Perhaps it was on this return journey that her Voices again spoke to her, revealing events that as yet had not penetrated so far to the south-east. For immediately she reached the town she seems to have sought out Baudricourt once more and to have said in solemn warning, “In God’s name, you are too slow in sending me; for this day, near Orleans, a great disaster has befallen the gentle Dauphin, and worse fortune he will have unless you send me to him.”

Still bluff de Baudricourt, though inwardly uneasy, shook his thick head, with a clumsy jest; but some few days later a story in confirmation of Jeanne’s words arrived by means of a king’s messenger. At Rouvray, in the Battle of the Herrings, on February 12, 1429, the Constable of Scotland, in alliance with the French, had been badly defeated by the English, and a heavy blow had been struck at the Dauphin’s cause. “There must be something in this girl,” Baudricourt seems to have argued when he heard this news; and then a light dawned upon him. She must be bewitched; it is the evil spirit within her that speaks, not herself. Anyway, the matter shall be put to the test.
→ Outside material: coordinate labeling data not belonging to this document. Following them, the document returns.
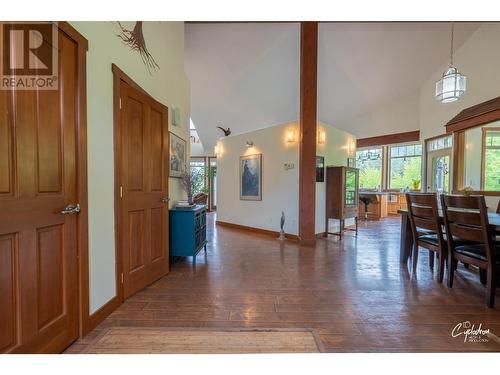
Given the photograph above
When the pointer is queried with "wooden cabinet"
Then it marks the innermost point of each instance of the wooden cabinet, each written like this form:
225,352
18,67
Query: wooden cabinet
341,196
188,231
So, into the kitchen of the good-wife, with whom Jeanne was staying, loomed the sudden apparition of the bluff knight and the priest of the Castle chapel. The woman and the girl, busy with their spinning, sprang up in astonishment; the former was asked to withdraw, and Jeanne, seeing the priest putting on his stole, fell on her knees.
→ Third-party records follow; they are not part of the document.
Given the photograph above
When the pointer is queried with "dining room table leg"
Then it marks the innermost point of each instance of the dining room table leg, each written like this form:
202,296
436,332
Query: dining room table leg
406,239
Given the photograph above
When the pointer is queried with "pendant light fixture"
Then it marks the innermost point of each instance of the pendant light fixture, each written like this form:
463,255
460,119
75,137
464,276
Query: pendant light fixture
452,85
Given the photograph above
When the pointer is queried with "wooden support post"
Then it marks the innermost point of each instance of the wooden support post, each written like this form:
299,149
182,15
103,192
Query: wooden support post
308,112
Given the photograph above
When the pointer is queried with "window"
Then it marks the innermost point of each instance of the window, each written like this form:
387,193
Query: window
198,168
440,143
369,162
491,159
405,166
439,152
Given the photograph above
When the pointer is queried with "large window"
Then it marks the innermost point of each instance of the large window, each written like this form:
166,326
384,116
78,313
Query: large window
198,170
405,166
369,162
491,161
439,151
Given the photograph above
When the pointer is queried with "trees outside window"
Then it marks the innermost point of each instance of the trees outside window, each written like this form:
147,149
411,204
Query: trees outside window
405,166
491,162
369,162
Over her the good man proceeded to utter the words by which evil spirits were exorcised, “If thou be evil, away with thee; if thou be good, draw nigh.”
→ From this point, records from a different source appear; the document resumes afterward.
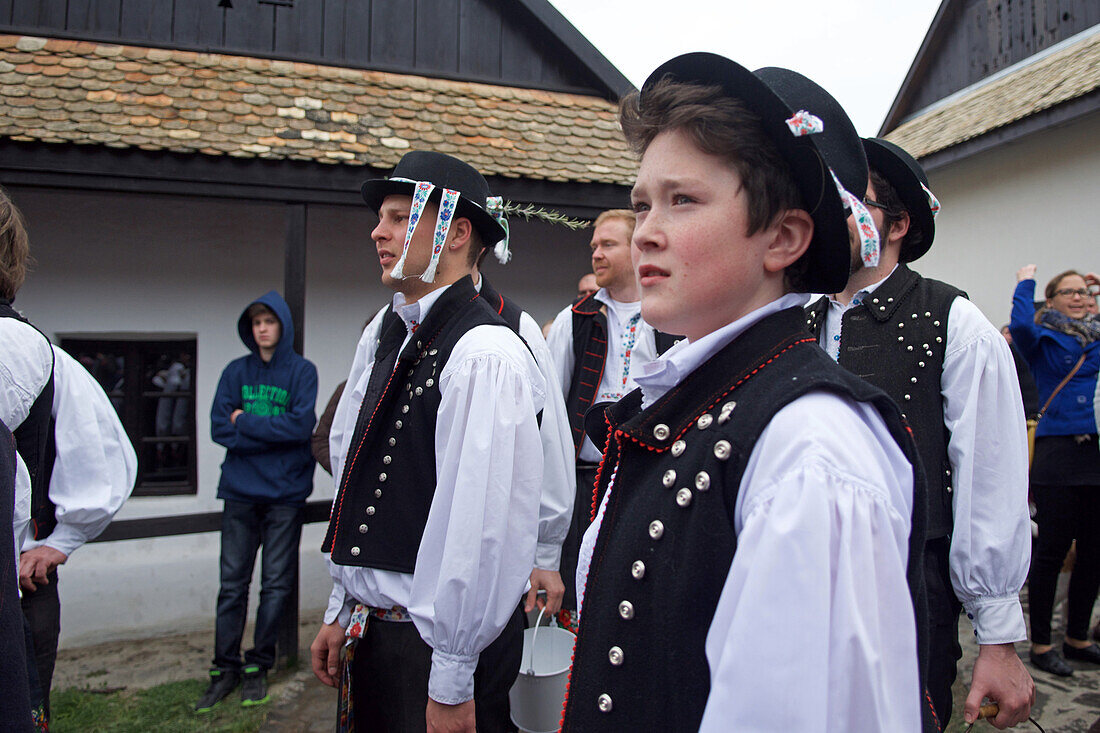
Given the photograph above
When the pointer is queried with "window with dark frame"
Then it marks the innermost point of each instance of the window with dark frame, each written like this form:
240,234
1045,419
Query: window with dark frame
150,379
Then the girl understood, and with her gentle, half-reproachful smile, came toward him on her knees.

That settled the matter. Jeanne, in talking of the matter with her hostess, said quietly that the priest had had no right to do this, for he had heard her confession and knew her for what she really was; but the effect upon de Baudricourt was remarkable. From this time, though never an enthusiast in her cause, he no longer treated her as a silly child, but as one to be reckoned with, as a person of consideration. All opposition to her setting off to the Dauphin was dropped, though, either from meanness or from dread of being mistaken in her, he took little share in her equipment. The people of Vaucouleurs, now full of faith in the Maid and of enthusiasm for her mission, subscribed toward her expenses, the main burden of which were borne by Jean de Metz, still her firm friend, and Bertrand de Poulengy, the young officer who had been so deeply impressed by the girl on her first visit to the Castle. The presence of the King’s messenger gave added point to her departure, as he was prepared to accompany the little band to Chinon.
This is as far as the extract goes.